Последний пункт — это подготовка к антиагрессивной войне. В первом пункте я уже говорил, что обе стороны боятся войны и потому война не начинается. Однако в нынешних условиях нужно всегда иметь в виду ещё и фактор безопасности. Ибо на свете ведь есть монополистическая буржуазия, приходится опасаться, что она совершенно необдуманно вызовет хаос. Посему нужно быть готовым к тому, чтобы вести войну. Этот пункт нужно отчётливо внушить нашим кадрам. Во-первых, мы не хотим вести войну, и мы против неё; то же самое относится и к Советскому Союзу. Война будет только в том случае, если они нанесут удар первыми, если они вынудят нас, тогда нам не останется ничего иного, кроме как вести войну. Во-вторых, мы тем не менее войны не боимся и, если будет нужно, будем воевать. Сейчас у нас есть только ручные гранаты и батат. Война с применением водородной бомбы, атомных бомб, конечно, была бы ужасна. Умирали бы люди. Поэтому мы против войны. Но право решения принадлежит не нам; если империализм во что бы то ни стало желает вести войну, мы должны быть ко всему готовы; если уж на то пошло, мы будем вести войну, то есть если бы погибла половина населения,— это тоже не было бы так уж страшно. Говорю это, имея в виду самый крайний случай.

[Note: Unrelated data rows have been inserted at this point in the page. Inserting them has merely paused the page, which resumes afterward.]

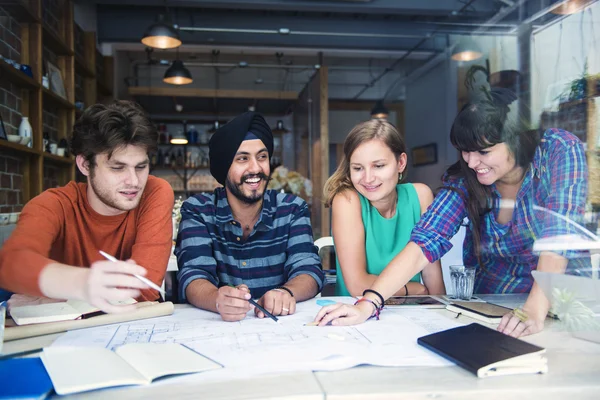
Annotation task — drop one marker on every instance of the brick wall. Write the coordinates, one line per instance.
(51, 175)
(571, 117)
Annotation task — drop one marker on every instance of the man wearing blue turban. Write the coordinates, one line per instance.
(244, 241)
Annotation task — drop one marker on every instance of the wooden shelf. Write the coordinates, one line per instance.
(103, 89)
(171, 169)
(16, 76)
(574, 103)
(58, 159)
(56, 100)
(55, 43)
(20, 10)
(181, 145)
(81, 66)
(18, 147)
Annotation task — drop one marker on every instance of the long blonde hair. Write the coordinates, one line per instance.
(362, 133)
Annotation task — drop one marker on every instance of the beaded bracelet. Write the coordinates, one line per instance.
(377, 309)
(377, 294)
(280, 288)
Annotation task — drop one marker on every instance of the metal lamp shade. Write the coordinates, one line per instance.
(571, 7)
(161, 35)
(379, 111)
(178, 74)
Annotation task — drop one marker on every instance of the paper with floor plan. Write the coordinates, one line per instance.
(263, 346)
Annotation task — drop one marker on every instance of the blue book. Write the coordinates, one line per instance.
(24, 378)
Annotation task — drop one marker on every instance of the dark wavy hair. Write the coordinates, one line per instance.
(479, 125)
(105, 128)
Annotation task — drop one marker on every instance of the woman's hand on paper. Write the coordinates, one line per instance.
(277, 302)
(232, 302)
(515, 325)
(109, 282)
(344, 314)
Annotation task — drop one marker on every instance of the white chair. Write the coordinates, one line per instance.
(326, 241)
(453, 257)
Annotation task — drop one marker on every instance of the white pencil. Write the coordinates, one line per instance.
(141, 278)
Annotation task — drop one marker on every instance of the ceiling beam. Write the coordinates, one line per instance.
(212, 93)
(390, 7)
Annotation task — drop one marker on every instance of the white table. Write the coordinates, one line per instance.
(574, 372)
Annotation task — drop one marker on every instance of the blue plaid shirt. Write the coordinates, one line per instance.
(557, 179)
(210, 244)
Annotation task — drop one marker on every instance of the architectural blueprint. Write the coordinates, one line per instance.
(263, 343)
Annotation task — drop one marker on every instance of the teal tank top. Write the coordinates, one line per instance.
(385, 238)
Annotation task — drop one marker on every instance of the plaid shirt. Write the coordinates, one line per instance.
(557, 180)
(210, 244)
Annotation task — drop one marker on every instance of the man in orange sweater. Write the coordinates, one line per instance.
(54, 249)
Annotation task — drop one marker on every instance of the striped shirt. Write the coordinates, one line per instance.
(210, 244)
(557, 180)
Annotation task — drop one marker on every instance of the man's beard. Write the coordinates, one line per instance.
(236, 188)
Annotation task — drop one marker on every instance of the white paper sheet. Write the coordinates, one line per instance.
(263, 346)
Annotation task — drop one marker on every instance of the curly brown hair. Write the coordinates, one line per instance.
(105, 128)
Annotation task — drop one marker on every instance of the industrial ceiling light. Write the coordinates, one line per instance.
(279, 128)
(161, 35)
(466, 50)
(571, 7)
(215, 126)
(178, 74)
(179, 138)
(379, 111)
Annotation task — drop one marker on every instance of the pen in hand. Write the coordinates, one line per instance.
(141, 278)
(261, 308)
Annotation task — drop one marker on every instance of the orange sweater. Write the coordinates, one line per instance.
(59, 225)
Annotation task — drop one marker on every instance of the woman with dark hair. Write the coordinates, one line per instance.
(505, 182)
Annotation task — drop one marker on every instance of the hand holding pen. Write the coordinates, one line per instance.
(233, 302)
(107, 282)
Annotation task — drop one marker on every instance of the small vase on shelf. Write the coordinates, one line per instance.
(25, 132)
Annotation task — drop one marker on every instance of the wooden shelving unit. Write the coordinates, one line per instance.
(35, 99)
(56, 100)
(17, 77)
(19, 148)
(53, 158)
(21, 11)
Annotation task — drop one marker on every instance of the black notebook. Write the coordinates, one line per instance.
(486, 352)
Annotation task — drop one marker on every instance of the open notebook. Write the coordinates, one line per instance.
(54, 312)
(79, 369)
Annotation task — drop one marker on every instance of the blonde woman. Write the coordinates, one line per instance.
(373, 213)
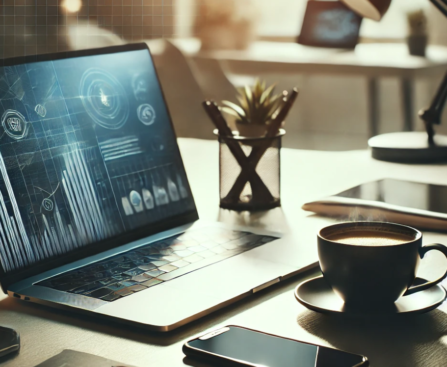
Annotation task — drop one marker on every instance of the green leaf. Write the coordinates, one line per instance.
(234, 106)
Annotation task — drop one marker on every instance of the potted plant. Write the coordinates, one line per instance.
(258, 106)
(417, 38)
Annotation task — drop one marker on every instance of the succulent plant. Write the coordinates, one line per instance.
(258, 104)
(417, 22)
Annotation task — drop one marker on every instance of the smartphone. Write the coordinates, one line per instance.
(237, 346)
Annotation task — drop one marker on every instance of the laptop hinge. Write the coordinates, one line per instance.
(266, 285)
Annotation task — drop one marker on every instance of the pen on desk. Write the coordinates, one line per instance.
(289, 100)
(216, 117)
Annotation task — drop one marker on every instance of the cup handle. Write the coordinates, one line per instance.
(422, 252)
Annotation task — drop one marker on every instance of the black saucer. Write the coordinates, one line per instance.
(317, 295)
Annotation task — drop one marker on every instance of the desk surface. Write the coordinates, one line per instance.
(413, 341)
(373, 58)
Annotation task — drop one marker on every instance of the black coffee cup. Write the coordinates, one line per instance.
(364, 274)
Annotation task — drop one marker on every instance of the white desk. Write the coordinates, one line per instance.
(419, 341)
(371, 61)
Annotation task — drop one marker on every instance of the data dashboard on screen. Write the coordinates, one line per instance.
(87, 152)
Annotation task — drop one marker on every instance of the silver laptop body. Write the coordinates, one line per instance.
(96, 212)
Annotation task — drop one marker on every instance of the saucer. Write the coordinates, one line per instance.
(317, 295)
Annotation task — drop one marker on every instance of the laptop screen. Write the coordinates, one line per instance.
(87, 153)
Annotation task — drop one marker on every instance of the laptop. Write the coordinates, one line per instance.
(96, 212)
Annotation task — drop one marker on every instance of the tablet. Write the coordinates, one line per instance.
(419, 205)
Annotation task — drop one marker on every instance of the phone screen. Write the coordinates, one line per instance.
(272, 351)
(408, 194)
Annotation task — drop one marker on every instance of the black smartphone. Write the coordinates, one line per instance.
(238, 346)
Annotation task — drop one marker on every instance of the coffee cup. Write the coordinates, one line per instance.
(373, 263)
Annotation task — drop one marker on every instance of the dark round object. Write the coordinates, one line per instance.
(317, 295)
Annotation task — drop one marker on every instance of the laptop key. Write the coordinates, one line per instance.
(87, 288)
(137, 288)
(121, 277)
(111, 297)
(140, 278)
(124, 292)
(159, 262)
(147, 267)
(154, 273)
(168, 268)
(134, 271)
(152, 282)
(101, 292)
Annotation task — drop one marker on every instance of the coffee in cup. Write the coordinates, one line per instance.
(372, 263)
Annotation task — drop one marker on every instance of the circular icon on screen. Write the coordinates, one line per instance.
(104, 99)
(146, 114)
(15, 125)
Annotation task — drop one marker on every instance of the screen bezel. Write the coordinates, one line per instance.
(306, 38)
(94, 248)
(191, 351)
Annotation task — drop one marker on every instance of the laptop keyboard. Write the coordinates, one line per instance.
(154, 263)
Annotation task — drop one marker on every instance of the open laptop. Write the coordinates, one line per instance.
(96, 213)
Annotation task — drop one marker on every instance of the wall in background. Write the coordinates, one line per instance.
(28, 27)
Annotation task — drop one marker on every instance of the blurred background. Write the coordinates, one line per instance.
(207, 48)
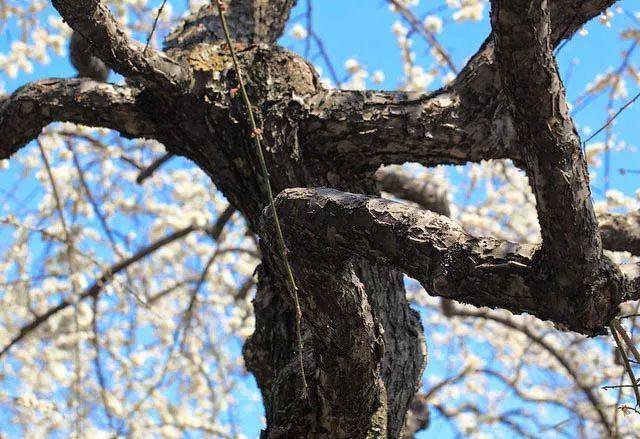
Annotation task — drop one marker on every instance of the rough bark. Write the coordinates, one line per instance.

На основании всей истории космоса я не верю, что нужно быть таким пессимистом. Я обсуждал этот вопрос с Неру. Он считал, что к такому моменту уже не будет ни одного правительства, всё станет прахом и что если тогда захотят открыть мирную конференцию, то невозможно будет вообще отыскать какое-нибудь правительство. Я сказал: почему же, ведь, если твоё правительство будет уничтожено атомной бомбой, народ создаст новое правительство и оно сможет вести переговоры о мире. Всё на свете нужно продумать до самого конца, иначе потеряешь сон. Ведь речь идёт только о том, что одни хотят перебить людей, а другие этого боятся. Ведь если кто-то хочет войны во что бы то ни стало, если он нанесёт удар первым, если он пустит в ход атомные бомбы, то он сделает это в любой момент независимо от того, боятся люди или не испытывают никакого страха. А если это так, если другая сторона нанесёт удар в любом случае, независимо от того, боишься ты этого или нет, то какую из двух возможностей следует выбрать? Разве страх лучше, чем бесстрашие? Постоянно, изо дня в день бояться, не вливая в сердца кадров и народа хоть немного мужества,— это очень опасно. Я считаю, что нужно быть мужественным; если уж на то пошло, мы будем вести войну, а после войны будем опять строить. Поэтому сейчас мы хотим создать народное ополчение. В народной коммуне все должны состоять в ополчении, «весь народ — солдаты», нужно раздать винтовки, для начала несколько миллионов, а потом надо будет раздать их несколько десятков миллионов. Каждая провинция должна изготовлять лёгкое оружие, производить карабины, пулемёты, ручные гранаты и миномёты малых калибров.

В каждой народной коммуне есть военное подразделение, повсюду ведётся военное обучение. Здесь присутствуют деятели культуры, они теперь заняты как культурно-гражданскими делами, так и военными.

Вот эти восемь пунктов. Их нужно расценивать как синтез мнений, и надо, чтобы у всех вас они были в руках, когда вы будете рассматривать международное положение.

Примечания
  1. Т. е. 185 млн т.— Маоизм.ру.
  2. Т. е. 1,65 млн т.— Маоизм.ру.
  3. Денежная единица в гоминьдановском Китае.— Прим. ред.